Since February 2020, the COVID-19 pandemic has brought lots of changes. Some challenges lay in front of us, such as how faith could be lived out with family members who are close to us in the same bubble at a particular time, and so on. 

Although lockdown seemed to limit the ability of believers to worship God, in reality it opened a new way to examine our faith and practise it in every area of our real lives. Honestly, during quarantine our family had several times when we became tighter in our relationship, when it could have exploded in one way or another. For the family it might be easier to see the true colour of our faith. One thing I tried was simply to talk with my family member on the phone while I went shopping, asking what kinds of things he liked. Talking about food calmed the situation down. Living together might cause clashes of opinion too. When that happened I tried to get his point of view instead of just reacting to it. By listening more to what the other one says we become less self-centred, and the closed one could pick that up instantly. 

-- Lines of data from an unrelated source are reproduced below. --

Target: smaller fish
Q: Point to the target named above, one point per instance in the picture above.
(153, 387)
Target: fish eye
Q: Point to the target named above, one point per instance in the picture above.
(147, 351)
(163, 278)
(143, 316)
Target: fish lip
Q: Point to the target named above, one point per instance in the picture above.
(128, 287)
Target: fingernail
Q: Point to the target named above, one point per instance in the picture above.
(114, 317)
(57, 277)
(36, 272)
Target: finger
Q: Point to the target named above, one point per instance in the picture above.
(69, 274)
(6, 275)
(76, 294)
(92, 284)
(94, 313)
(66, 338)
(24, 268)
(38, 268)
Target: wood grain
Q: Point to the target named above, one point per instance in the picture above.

It absolutely is not easy to confess what I have done that might have agitated others. During lockdown there was a chance to become more fully aware of it. So, lockdown may not be that bad, it could be a rhythm of life, called “Selah” in the Bible, a moment to pause and become more fully aware. I am more than ever convinced by Luke 16:10: “He who is faithful in what is least is faithful also in much; and he who is unjust in what is least is unjust also in much.” When people see the true transformation in our life, that might cause them to wonder what a Christian looks like. It is an opportunity to proclaim to the world who God is, and that the foundation of the world is fear of God rather than being afraid of an insignificant virus. I believe that is our mission. 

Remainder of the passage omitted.